On joue à l'autruche et on nous prend pour des lapins : on nous tend la carotte, mais au final on nous laisse manger l'herbe et les racines.
Les discours, on les connaît par cœur. Les promesses aussi. Mais dans les faits, rien ne suit. On nous parle de choix d'horaires, d'échanges possibles, d'ébauches d'organisation, de respect des maquettes. Sur le papier, tout est parfait. Sur le terrain, c'est du vent.
On nous demande sans cesse de justifier, d'argumenter, de nous adapter. Jusque-là, soit. Mais tout est fait pour ne jamais accepter les arguments des agents. Pourquoi ? Ces situations ne sont pas quotidiennes, elles ne sont pas abusives ect.... Et pourtant, le refus est quasi systématique.
La vérité, c'est que le système tient uniquement parce que les agents compensent le manque d'effectif. Les missions sont assurées coûte que coûte, malgré la fatigue, la pression et la tension permanente. Et comment y parvient-on ?
En jouant sur la culpabilité.
En brandissant les patients comme un bouclier moral.
En faisant porter aux agents la responsabilité d'un dysfonctionnement qui ne vient pas d'eux.
On ose parler du bien-être des patients, mais on oublie volontairement celui des agents. Or le bien-être des patients ne peut pas exister sur l'épuisement des personnels. L'un ne va pas sans l'autre.

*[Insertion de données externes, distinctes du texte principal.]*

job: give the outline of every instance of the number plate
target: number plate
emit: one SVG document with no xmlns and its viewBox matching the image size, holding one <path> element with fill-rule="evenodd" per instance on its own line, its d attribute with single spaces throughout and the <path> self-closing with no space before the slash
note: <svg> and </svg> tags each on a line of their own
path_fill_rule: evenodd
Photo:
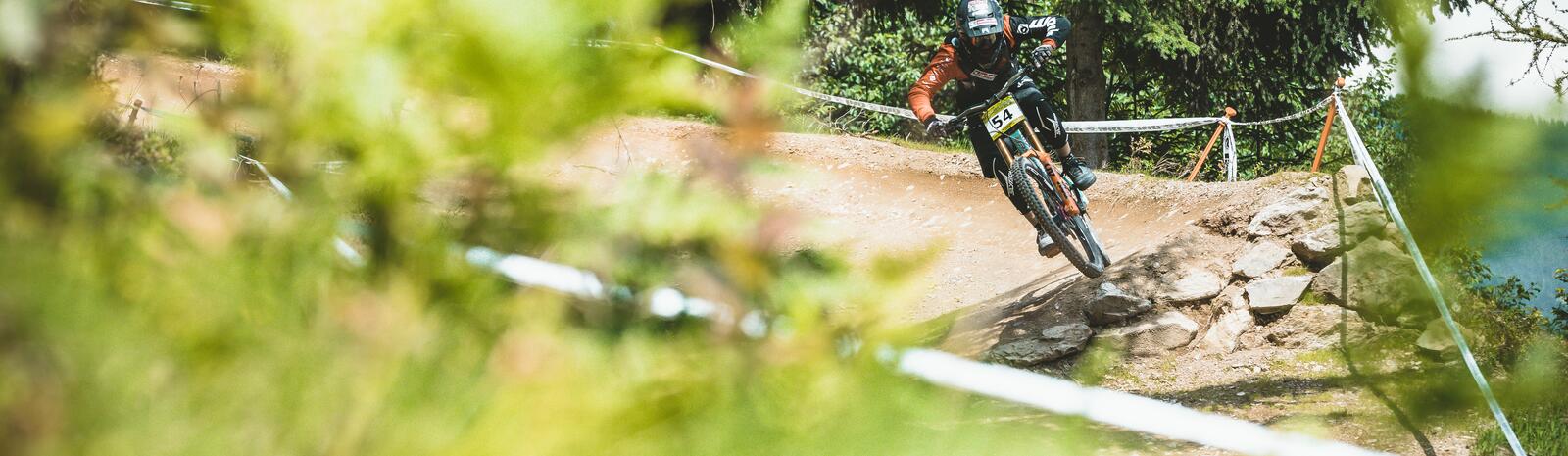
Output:
<svg viewBox="0 0 1568 456">
<path fill-rule="evenodd" d="M 985 130 L 991 133 L 991 139 L 1002 138 L 1002 133 L 1013 128 L 1018 121 L 1024 119 L 1024 110 L 1018 107 L 1013 97 L 1005 97 L 991 108 L 985 110 Z"/>
</svg>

Oui, des cycles sont nécessaires. Mais pas à n'importe quel prix. Pas au prix de la santé des agents. Pas au prix de leur engagement, de leur disponibilité permanente, de leur conscience professionnelle exploitée jusqu'à l'usure. Dans certains services sous tension extrême, la limite est déjà dépassée.
Alors non, ce n'est pas un caprice.
Non, ce n'est pas un manque de bonne volonté.
C'est une réaction légitime face à un système qui exige toujours plus, tout en refusant d'entendre ceux qui le font tenir.